Eine Show im deutschen Fernsehen ohne Band oder Boygroup, das geht gar nicht. „Tokio Hotel“ gewann die „Eins Live Krone“, bekam einen „Bambi“ in der ARD verliehen, „Tokio Hotel“ sollen zum RTL-Jahresrückblick mit Günther Jauch kommen – wenn sie sich bis dahin von der Grippe erholen, die sie sich offenbar in Berlin eingefangen haben: Die Konzerte gestern und heute in Hamburg und Köln mussten abgesagt werden.

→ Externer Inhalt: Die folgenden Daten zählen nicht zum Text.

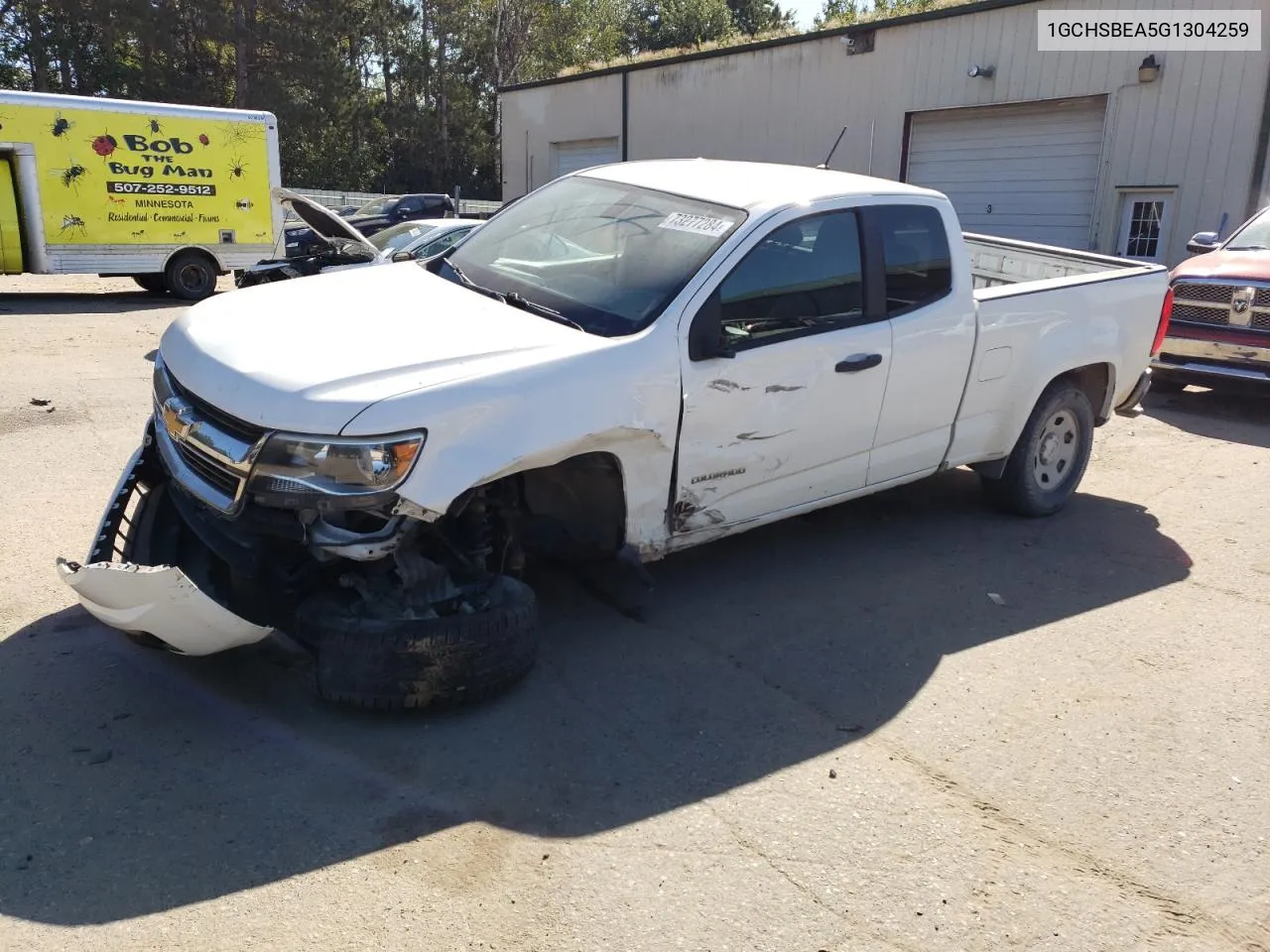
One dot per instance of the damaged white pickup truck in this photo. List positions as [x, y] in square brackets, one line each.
[626, 362]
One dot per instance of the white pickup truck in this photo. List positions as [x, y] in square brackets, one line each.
[625, 363]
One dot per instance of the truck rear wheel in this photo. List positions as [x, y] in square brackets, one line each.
[190, 276]
[154, 284]
[1051, 456]
[394, 664]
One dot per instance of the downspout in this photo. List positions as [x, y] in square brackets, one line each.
[1259, 160]
[625, 109]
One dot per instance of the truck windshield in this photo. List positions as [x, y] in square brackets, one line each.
[1255, 235]
[604, 255]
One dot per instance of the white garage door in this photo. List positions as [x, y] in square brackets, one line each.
[1024, 172]
[583, 154]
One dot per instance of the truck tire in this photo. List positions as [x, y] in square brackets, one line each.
[154, 284]
[190, 276]
[421, 662]
[1048, 461]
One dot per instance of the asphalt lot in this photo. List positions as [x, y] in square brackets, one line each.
[826, 737]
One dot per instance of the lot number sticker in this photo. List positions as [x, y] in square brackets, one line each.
[697, 225]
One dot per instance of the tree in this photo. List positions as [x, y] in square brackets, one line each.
[753, 17]
[668, 24]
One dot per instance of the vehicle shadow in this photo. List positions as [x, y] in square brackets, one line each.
[48, 302]
[1238, 413]
[134, 782]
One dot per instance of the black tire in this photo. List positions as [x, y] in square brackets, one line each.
[1032, 486]
[154, 284]
[399, 664]
[190, 276]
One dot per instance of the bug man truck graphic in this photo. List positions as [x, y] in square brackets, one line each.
[172, 195]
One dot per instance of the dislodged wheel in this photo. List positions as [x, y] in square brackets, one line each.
[395, 662]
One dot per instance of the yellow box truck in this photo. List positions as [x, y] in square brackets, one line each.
[172, 195]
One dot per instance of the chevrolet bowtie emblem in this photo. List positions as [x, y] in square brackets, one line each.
[178, 417]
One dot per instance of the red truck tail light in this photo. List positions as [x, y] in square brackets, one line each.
[1165, 311]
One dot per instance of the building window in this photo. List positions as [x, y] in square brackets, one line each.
[1144, 225]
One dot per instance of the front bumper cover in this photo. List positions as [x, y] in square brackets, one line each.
[160, 601]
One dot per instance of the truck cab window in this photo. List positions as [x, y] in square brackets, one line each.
[916, 248]
[804, 278]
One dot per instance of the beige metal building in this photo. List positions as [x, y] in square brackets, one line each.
[1092, 150]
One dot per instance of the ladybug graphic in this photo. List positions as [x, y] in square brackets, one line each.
[104, 145]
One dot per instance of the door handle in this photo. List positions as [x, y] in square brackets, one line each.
[857, 362]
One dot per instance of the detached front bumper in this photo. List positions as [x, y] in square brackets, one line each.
[1201, 359]
[155, 599]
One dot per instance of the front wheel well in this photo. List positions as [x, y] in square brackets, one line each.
[571, 511]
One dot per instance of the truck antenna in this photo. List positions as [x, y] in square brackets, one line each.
[826, 163]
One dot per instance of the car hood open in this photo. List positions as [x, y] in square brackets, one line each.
[309, 356]
[322, 221]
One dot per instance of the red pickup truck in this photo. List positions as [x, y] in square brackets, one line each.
[1218, 307]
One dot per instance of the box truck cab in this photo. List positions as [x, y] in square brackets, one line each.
[172, 195]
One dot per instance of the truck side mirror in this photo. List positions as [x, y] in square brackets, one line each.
[1203, 241]
[705, 334]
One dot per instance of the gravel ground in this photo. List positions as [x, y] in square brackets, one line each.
[826, 737]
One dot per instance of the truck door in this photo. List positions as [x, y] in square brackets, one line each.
[10, 230]
[790, 417]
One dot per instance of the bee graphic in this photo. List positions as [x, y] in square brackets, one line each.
[70, 177]
[104, 145]
[73, 223]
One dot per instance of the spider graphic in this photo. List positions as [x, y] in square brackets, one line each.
[72, 223]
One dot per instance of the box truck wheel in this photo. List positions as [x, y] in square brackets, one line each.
[190, 276]
[154, 284]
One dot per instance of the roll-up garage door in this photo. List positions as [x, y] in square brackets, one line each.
[583, 154]
[1021, 171]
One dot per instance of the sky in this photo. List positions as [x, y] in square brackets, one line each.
[804, 10]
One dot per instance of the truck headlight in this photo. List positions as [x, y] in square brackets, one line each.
[302, 472]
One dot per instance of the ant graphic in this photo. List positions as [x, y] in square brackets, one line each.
[72, 222]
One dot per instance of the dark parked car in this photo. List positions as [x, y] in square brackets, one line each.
[373, 216]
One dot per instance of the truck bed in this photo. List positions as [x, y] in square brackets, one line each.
[996, 263]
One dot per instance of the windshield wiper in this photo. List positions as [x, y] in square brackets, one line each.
[515, 299]
[541, 309]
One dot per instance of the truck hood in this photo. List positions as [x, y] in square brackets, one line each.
[309, 356]
[1254, 266]
[322, 221]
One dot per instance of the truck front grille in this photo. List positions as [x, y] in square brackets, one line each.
[1223, 303]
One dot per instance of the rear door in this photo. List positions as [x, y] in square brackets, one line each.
[792, 416]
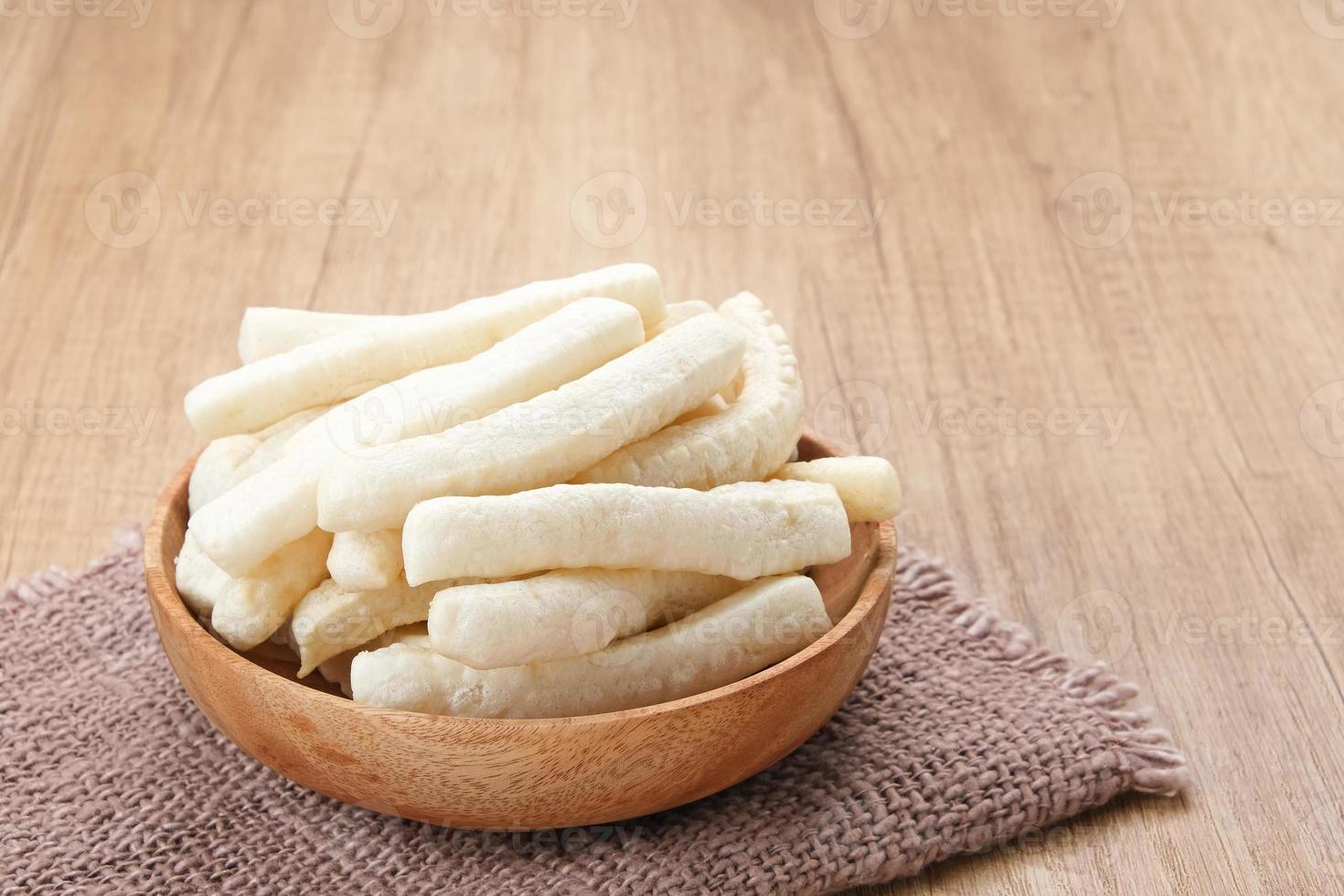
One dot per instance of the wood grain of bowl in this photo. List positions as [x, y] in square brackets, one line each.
[522, 774]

Zu „Wetten, dass ..?“ kommt „Tokio Hotel“ auch nicht, da kommen „Wir sind Helden“ (?), egal, Robbie Williams kommt! „US 5“, das müssen sich auch die treuesten Fans eingestehen, kann „Tokio Hotel“ das Wasser nicht reichen. Chris und der Rest dürfen zwar beim „Jahresrückblick“ einrücken – aber bei dem von RTL 2.

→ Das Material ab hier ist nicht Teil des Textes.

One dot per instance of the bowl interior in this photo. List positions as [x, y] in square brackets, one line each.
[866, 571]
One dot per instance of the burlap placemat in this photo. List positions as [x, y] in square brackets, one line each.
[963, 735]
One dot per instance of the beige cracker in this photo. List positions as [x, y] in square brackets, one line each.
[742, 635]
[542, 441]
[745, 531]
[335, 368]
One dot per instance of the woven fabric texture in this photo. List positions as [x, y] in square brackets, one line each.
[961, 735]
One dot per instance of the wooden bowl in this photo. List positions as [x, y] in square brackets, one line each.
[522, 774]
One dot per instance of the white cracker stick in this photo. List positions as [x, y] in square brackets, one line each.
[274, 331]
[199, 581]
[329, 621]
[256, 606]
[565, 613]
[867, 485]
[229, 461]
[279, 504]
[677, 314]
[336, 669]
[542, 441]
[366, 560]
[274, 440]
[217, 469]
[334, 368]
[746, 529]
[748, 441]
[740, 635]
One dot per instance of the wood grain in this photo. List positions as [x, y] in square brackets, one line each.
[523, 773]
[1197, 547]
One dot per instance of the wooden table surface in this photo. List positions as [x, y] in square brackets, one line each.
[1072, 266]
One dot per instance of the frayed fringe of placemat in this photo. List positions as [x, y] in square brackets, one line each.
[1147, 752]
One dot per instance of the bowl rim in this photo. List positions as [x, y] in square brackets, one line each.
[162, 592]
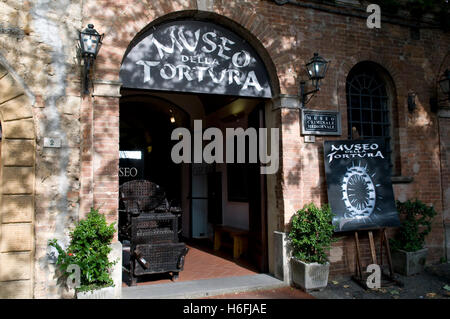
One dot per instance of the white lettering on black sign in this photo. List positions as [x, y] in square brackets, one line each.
[195, 56]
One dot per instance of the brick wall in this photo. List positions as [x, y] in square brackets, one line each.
[286, 37]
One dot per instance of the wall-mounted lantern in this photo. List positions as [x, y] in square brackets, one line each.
[411, 101]
[90, 42]
[316, 69]
[444, 84]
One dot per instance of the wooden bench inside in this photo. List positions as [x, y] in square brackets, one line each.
[239, 236]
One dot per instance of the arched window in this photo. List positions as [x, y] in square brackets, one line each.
[369, 101]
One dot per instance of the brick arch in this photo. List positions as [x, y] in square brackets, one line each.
[348, 63]
[17, 190]
[126, 26]
[395, 86]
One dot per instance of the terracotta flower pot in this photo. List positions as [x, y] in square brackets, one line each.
[309, 276]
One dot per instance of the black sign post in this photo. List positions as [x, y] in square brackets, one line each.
[195, 56]
[359, 185]
[315, 122]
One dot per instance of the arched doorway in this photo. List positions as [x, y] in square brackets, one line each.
[214, 77]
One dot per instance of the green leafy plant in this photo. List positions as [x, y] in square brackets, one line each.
[416, 220]
[89, 248]
[311, 233]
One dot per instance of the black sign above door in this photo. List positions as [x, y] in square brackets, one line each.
[195, 56]
[359, 184]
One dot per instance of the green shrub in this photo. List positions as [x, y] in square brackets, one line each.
[311, 233]
[89, 248]
[416, 220]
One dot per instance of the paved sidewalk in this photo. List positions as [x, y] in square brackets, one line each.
[433, 283]
[202, 288]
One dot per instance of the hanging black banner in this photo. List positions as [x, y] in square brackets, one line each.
[195, 56]
[359, 185]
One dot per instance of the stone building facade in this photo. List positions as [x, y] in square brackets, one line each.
[45, 190]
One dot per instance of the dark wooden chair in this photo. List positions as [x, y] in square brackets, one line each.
[151, 226]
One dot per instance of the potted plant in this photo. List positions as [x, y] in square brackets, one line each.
[408, 247]
[89, 249]
[310, 238]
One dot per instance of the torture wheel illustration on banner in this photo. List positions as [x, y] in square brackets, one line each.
[359, 185]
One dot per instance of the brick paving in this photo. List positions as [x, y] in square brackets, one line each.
[199, 264]
[279, 293]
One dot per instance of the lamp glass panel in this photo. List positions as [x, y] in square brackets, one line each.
[90, 43]
[445, 83]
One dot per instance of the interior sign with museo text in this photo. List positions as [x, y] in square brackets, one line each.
[359, 184]
[316, 122]
[195, 56]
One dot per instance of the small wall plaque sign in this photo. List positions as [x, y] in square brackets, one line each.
[315, 122]
[52, 142]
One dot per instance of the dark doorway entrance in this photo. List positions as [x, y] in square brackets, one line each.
[210, 195]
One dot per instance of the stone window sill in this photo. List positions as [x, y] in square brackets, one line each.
[401, 179]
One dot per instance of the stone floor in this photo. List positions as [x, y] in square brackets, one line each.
[433, 283]
[200, 263]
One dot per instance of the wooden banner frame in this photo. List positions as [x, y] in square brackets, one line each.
[360, 277]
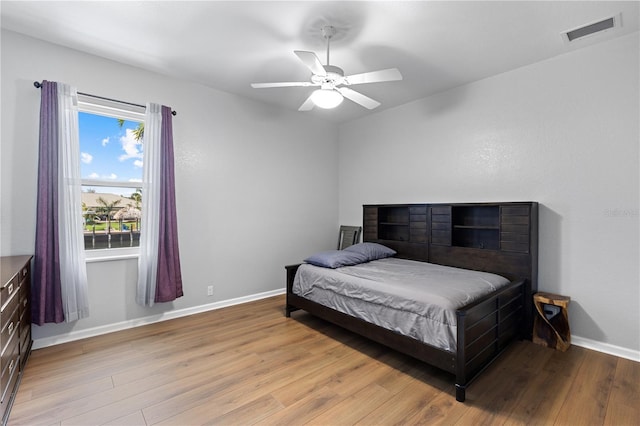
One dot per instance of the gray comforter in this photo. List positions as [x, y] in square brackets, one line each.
[416, 299]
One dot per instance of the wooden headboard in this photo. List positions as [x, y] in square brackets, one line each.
[501, 238]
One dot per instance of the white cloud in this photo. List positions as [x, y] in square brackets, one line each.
[130, 146]
[95, 175]
[86, 157]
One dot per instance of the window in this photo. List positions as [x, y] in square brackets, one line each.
[111, 159]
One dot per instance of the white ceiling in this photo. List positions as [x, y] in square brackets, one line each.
[436, 45]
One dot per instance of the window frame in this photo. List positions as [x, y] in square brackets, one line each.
[118, 110]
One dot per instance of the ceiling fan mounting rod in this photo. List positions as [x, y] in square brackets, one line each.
[328, 31]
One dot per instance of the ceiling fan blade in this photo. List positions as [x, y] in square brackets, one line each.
[307, 105]
[358, 98]
[391, 74]
[311, 61]
[283, 84]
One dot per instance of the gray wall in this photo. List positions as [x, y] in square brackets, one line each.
[246, 183]
[563, 132]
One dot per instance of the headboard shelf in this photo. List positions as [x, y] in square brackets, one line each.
[500, 237]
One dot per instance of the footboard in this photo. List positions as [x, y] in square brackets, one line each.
[484, 330]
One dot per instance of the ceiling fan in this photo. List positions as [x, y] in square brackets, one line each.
[332, 81]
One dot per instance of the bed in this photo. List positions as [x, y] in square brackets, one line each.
[461, 335]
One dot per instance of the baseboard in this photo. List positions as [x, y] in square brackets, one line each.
[96, 331]
[124, 325]
[606, 348]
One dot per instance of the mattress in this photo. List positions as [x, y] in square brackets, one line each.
[415, 299]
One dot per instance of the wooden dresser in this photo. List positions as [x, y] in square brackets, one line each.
[15, 326]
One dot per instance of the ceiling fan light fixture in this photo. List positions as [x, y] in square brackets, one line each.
[326, 98]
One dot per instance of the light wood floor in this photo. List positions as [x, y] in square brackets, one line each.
[248, 364]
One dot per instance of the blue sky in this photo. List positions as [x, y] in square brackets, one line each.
[108, 151]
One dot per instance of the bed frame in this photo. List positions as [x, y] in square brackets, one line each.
[500, 238]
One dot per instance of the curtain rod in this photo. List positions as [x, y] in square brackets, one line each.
[38, 85]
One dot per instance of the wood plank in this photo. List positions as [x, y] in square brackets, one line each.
[248, 364]
[588, 398]
[624, 401]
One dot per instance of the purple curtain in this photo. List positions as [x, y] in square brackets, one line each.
[46, 304]
[169, 280]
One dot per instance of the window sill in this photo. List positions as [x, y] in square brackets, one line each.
[108, 255]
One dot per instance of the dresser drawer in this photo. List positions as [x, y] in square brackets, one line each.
[10, 326]
[9, 364]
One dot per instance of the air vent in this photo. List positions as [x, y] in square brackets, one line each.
[591, 29]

Wenn RTL die Sache mit dem „Superstar“ clever aussteuert, dann kann nur ein Mädchen oder eine junge Frau von Dieter Bohlen akzeptiert werden. Mit „Tokio Hotel“ und „US 5“ sind die Jungens nicht zu gewinnen, aber mit einer wie Jeanette Biedermann könnte was gehen. Zumal die Jeanette mit ihrem Imagewechsel für böse Irritationen gesorgt hat.